How to make Poori and Palya(aloo sabsi)(Karnataka style)
Preparation time : 15 mins
Cooking time : 20 mins
- 1 cup wheat flour
- 1/2 teaspoon of salt
- 1/4 cup of maida / corn flour
- 1/2 cup of water
- 2 1/2 cup of oil for frying
- 4 – 5 medium sized boiled aloo.
- One large sized onion
- 3 – 4 green chilly
- 1 1/2 tablespoon oil
- 1/2 teaspoon mustard seeds
- 1/2 teaspoon cumin seeds
- 1/2 teaspoon chana dal
- 1/4 teaspoon grated ginger
- 1/4 teaspoon turmeric powder
- 1 pinch hing
- 1 table spoon lemon syrup
- 1 strand of curry leaves
Method of cooking:Poori
- Take a bowl, add wheat flour, salt, corn flour and mix it well.
- Add water to it and mix it well to form a non-sticky dough.

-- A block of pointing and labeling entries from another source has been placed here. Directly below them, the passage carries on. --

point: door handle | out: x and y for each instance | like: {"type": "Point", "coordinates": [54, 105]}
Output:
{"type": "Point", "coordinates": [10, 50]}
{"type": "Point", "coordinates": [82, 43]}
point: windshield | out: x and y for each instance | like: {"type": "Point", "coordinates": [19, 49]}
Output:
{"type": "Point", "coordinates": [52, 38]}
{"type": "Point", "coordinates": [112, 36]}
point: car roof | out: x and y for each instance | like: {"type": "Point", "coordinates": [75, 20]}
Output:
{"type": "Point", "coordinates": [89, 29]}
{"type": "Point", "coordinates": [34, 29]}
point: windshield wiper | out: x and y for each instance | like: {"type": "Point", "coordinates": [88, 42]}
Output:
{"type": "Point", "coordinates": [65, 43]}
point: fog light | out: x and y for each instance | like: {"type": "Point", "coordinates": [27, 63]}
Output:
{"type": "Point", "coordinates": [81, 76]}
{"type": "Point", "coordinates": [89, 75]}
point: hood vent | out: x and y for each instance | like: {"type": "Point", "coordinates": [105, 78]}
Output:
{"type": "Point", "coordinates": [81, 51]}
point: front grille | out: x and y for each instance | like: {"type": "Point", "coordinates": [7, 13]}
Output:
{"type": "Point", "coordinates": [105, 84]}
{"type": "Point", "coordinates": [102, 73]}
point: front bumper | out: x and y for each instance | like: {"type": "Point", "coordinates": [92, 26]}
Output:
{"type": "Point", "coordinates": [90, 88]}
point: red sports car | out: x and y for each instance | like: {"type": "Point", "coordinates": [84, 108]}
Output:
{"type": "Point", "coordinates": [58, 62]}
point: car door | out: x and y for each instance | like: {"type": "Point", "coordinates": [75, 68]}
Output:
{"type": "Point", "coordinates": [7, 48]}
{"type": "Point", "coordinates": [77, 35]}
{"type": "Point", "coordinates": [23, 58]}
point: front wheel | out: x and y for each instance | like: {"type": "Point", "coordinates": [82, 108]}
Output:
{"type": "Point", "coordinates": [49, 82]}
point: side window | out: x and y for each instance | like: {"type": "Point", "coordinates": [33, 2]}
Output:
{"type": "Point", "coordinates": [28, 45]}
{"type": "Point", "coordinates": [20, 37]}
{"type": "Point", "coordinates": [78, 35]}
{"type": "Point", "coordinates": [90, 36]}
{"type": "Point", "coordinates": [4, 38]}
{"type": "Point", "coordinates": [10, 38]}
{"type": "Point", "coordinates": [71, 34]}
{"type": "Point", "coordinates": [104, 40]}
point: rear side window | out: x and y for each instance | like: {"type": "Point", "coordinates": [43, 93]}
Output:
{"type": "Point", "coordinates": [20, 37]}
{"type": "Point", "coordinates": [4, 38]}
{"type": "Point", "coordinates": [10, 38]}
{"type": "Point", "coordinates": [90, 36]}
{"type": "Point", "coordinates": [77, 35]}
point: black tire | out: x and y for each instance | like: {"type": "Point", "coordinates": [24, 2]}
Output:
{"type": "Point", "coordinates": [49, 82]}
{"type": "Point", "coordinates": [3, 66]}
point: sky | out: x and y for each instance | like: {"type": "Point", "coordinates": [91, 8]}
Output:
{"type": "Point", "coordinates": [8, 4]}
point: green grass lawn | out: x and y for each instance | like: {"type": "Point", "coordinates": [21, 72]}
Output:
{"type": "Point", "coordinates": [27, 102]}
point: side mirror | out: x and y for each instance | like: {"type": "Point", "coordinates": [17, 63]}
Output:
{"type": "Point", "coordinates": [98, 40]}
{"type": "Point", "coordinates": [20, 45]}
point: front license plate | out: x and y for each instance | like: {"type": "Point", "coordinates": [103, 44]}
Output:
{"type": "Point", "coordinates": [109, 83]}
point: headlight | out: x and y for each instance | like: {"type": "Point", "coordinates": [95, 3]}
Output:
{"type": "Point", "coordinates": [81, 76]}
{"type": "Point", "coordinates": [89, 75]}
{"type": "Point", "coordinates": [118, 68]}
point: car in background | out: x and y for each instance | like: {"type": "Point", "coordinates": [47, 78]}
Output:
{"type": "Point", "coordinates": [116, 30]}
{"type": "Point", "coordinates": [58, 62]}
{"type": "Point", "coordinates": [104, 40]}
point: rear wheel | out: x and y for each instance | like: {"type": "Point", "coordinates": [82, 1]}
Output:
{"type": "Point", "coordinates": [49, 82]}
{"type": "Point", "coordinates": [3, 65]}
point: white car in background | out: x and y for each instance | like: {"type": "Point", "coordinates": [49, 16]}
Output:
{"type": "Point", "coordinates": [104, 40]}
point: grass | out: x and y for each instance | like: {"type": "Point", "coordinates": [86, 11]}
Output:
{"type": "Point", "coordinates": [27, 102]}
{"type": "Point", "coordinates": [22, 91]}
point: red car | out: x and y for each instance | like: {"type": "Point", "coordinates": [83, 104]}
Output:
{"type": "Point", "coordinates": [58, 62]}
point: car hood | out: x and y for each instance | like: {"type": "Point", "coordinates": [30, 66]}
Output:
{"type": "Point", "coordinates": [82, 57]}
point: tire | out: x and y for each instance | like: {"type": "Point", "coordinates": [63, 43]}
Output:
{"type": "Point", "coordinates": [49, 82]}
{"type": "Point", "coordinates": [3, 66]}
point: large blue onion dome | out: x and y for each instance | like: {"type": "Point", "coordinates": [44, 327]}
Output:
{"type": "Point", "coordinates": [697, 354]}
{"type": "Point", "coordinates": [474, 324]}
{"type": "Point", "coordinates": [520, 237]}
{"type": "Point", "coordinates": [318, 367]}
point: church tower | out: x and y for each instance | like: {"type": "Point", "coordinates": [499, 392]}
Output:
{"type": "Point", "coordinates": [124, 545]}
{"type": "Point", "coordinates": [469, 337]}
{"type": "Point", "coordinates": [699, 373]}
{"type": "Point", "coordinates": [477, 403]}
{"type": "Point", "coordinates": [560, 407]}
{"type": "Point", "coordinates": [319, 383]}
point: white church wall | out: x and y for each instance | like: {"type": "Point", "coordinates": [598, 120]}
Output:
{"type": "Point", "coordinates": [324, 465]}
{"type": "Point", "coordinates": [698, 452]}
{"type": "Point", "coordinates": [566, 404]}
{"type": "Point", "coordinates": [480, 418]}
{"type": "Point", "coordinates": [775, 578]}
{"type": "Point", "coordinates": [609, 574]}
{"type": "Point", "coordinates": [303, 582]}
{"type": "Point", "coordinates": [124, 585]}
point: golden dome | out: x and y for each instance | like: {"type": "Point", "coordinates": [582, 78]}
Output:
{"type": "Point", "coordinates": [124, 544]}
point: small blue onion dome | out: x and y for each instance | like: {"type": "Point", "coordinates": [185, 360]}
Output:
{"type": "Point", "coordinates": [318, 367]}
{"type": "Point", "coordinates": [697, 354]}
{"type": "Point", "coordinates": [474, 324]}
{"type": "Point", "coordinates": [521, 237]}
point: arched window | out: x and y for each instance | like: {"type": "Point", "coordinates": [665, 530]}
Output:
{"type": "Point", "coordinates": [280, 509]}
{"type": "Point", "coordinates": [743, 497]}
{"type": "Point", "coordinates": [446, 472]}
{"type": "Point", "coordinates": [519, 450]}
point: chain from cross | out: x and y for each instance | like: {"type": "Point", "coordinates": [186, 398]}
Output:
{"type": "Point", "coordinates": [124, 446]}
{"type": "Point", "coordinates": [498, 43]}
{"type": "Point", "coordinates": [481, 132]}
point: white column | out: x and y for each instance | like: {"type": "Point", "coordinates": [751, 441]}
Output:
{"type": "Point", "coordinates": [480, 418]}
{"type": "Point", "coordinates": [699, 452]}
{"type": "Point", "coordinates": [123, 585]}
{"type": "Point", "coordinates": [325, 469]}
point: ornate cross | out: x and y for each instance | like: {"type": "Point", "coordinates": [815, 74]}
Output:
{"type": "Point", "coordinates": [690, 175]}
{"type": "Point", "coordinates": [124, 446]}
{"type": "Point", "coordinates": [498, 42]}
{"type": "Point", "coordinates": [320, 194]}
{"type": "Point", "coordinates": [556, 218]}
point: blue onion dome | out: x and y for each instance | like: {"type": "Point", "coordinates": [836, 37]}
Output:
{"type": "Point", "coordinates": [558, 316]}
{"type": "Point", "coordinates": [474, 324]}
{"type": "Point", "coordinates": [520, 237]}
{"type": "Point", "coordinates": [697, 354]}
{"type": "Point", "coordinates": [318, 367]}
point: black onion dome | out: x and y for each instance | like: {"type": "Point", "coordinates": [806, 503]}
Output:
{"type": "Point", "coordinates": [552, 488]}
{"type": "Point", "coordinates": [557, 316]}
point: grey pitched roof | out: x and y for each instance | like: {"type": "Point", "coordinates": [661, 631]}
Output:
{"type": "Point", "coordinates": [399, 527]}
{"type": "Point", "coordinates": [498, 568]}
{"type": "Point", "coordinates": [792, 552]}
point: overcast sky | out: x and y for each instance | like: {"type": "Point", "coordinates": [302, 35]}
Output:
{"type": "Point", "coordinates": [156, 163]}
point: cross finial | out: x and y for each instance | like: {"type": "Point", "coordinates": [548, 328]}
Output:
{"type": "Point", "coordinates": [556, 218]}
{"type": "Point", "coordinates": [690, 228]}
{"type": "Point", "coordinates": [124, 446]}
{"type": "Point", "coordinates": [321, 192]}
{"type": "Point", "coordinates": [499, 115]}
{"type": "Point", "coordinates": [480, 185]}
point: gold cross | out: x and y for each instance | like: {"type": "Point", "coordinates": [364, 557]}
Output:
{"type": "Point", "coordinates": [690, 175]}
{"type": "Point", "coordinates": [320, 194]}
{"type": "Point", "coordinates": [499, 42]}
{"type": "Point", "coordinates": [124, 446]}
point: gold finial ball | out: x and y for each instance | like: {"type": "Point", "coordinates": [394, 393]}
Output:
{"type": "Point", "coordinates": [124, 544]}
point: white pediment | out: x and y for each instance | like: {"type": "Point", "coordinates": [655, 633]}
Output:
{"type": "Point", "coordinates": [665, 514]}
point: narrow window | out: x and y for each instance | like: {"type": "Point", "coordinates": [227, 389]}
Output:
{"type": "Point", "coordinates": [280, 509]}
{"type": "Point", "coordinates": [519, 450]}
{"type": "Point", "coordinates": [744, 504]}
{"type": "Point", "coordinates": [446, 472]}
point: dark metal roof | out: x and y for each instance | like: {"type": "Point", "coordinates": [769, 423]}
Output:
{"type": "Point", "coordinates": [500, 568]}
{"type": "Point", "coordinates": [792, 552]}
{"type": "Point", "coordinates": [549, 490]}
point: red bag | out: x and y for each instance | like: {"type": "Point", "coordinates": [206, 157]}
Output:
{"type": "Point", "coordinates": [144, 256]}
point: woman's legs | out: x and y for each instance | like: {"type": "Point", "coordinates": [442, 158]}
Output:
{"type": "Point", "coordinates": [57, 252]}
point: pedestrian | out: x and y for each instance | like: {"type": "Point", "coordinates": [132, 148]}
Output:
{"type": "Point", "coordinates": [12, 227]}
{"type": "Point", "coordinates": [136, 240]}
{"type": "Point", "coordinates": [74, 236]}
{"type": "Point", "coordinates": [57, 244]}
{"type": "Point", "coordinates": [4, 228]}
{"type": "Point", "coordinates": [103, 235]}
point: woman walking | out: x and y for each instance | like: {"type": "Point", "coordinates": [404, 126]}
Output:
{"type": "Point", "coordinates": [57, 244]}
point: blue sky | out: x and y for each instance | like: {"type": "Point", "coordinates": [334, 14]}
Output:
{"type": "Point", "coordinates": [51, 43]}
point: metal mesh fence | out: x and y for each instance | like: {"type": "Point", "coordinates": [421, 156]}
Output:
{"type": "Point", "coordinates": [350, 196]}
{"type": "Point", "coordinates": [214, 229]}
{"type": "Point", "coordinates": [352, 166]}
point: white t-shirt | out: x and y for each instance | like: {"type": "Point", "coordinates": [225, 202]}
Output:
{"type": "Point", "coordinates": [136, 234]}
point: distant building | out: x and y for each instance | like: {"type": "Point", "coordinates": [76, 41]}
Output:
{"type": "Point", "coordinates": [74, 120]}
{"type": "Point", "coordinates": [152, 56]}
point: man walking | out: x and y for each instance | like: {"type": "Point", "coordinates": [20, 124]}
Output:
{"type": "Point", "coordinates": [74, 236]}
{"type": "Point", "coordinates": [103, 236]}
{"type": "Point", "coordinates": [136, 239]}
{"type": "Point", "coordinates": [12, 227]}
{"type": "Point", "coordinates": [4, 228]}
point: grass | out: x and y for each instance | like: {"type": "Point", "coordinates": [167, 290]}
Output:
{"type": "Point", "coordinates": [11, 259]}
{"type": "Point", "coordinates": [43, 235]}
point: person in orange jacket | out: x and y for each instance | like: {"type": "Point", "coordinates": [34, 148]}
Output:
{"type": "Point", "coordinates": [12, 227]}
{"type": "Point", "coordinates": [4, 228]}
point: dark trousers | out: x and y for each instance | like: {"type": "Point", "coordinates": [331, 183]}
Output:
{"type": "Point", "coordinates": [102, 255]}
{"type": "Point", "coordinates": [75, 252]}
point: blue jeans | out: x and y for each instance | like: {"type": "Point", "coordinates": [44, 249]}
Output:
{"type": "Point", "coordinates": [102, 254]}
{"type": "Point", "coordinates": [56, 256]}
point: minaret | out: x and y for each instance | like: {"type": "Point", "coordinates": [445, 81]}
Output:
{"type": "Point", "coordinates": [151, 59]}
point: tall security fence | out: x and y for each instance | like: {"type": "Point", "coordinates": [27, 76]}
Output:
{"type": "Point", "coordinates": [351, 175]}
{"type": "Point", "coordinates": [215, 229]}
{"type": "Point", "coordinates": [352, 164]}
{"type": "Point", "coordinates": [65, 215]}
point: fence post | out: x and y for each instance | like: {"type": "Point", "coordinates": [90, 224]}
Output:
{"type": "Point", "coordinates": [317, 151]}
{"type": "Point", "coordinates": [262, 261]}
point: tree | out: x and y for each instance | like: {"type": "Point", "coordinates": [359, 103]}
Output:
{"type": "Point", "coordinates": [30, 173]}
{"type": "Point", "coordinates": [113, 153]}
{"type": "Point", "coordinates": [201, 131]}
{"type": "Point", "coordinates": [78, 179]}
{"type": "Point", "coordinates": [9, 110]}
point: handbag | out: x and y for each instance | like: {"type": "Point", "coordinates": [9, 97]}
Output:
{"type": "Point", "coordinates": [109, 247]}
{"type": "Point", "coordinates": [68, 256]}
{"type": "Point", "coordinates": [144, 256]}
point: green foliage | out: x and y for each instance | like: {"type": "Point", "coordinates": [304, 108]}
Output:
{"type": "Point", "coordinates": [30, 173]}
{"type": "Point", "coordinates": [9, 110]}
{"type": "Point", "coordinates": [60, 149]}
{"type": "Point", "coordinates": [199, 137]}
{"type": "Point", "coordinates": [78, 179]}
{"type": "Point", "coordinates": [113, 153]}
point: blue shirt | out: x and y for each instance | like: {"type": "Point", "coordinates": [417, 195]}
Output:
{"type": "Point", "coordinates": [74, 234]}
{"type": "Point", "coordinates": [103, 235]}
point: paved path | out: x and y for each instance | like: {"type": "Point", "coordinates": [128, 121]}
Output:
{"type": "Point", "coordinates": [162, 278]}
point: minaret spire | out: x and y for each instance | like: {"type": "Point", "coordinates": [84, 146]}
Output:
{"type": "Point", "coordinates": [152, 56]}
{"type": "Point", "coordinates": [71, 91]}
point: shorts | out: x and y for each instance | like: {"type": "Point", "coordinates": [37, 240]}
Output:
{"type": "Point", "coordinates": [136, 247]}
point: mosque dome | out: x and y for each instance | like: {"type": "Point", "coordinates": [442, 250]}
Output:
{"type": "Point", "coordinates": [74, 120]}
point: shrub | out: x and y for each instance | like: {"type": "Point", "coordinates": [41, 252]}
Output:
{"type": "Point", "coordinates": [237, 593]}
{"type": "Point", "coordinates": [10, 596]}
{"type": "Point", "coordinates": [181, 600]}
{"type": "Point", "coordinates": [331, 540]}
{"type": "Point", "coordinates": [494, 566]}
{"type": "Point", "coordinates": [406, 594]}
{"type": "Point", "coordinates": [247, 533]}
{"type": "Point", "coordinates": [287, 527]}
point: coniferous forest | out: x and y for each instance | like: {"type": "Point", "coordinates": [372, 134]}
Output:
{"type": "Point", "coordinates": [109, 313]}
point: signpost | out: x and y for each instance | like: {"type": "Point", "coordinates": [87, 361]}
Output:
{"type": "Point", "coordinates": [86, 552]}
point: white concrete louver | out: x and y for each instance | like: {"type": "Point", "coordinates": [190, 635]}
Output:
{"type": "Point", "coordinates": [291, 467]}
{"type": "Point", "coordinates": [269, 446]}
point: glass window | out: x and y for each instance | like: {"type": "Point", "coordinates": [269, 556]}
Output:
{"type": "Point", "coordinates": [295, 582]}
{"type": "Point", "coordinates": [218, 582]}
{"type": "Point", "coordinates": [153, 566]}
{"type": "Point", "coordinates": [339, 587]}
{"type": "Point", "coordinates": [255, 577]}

You can add one tablespoon of oil at the end of dough making process if you find it too sticky and keep it aside for 10 – 15 min.
- Take a pan, add oil to it and let the oil to heat.
- Take a poori presser or you can do it using a rolling pin usually used for making roti.
- Put it in the pan and deep fry it both the ways until the poori turns to light brown.
- Take the poori out and place it on a plate.
- Take pan, add 1 tablespoon oil to it and heat it for a min.
- Add mustard seeds, cumin seeds, hing and turmeric powder and wait until the seeds splutter.
- Add chana dal and fry it until it turns to light brown.
- Add green chilly, grated ginger and fry it.
- Add chopped onion and curry leaves.
- Once the onion is fried to a light golden color, add salt, 1/2 teaspoon of sugar and smashed boiled aloo after taking out the outer skin of the boiled aloo.
- mix it well and close the lid for 3 – 4 min.
- Add lemon syrup at the end and mix it well.